1: 勤務社会保険労務士とは

 勤務社会保険労務士(以下勤務社労士)とは、特定の企業に雇用されながら、その企業専属の社労士として活躍する者です。
 ※ 医者でも、勤務医と開業医に分かれますが、同じイメージです。


2: 開業社労士との違いは?

 勤務社労士は、第三者のために報酬をもらって仕事をすることが出来ません。 その他は変わりません。


3: 勤務登録のメリット

 よく、「勤務社労士にはメリットがない」と言われます。 確かに、勤務社労士は第三者から報酬をもらって業務をするわけではありませんので、 敢えて社労士会に登録して社労士を名乗らなくても、短期的にはその業務にはほとんど支障がありません。

 勤務社労士も『プロ』の社労士である以上、名誉と信用の高揚に努め、常に勉強しないといけませんので、 社労士を名乗りたいだけで勤務登録をする人は、開業社労士にとっては逆に失礼かもしれません。

 逆に、『プロ』意識を持って業務を遂行するなら、絶対登録したほうが良いと思います。 社労士会では、法改定のたびに連絡会や研修会が行われます。いろいろな情報交換も出来ます。 社労士会に登録せずに単独で情報収集をするという強い意思があれば、それでも良いと思います。 しかしそれはとても大変なことですし、本当に一生そのようなモチベーションを維持できるでしょうか?
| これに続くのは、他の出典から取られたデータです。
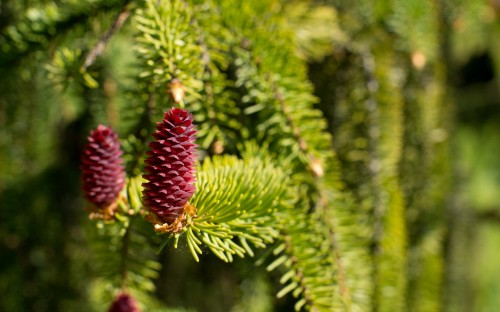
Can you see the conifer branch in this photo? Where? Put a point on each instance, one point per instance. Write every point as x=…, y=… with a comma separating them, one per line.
x=101, y=44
 社労士は、常に勉強していないと法改正に追いつけないシビアな職業ですので、 勉強しなくなった時点でアウトです。


4: 勤務社労士の待遇

 勤務社労士の待遇は、社労士を目指す皆様にとっては気になるところだと思いますが、 基本的にはサラリーマンですので、賃金は会社の賃金規定等によって支払われますし、出世する/しないは努力次第です。

 ところで、今はコンプライアンス重視の時代ですので、勤務社労士に対する企業の姿勢も大分変わってきました。 企業が認めた勤務社労士であれば、社労士会の会費や登録料は、企業が払ってくれる場合がありますので、 資格を取ったらまず会社に相談することです。 加えて、資格手当が付いたり昇格に影響する企業も少なくありません。 私と同期の先生ですが、社労士になったとたんに『取締役』に昇格した方もいらっしゃいます。


5: 勤務社労士のやりがい

 人柄にも寄りますが、他の社員や上司からの絶大な信頼が得られます。 労災の相談、年金の相談、セクハラの相談、育児休業の相談・・・を重ねるうちに、 プライベートで飲み会にたびたび誘われるほど信頼関係が芽生えたりします。 『相談に乗ったところで報酬がもらえる訳でもないし面倒』と思う人には向いていないかもしれませんが、 大いにやりがいの持てる仕事だと思います。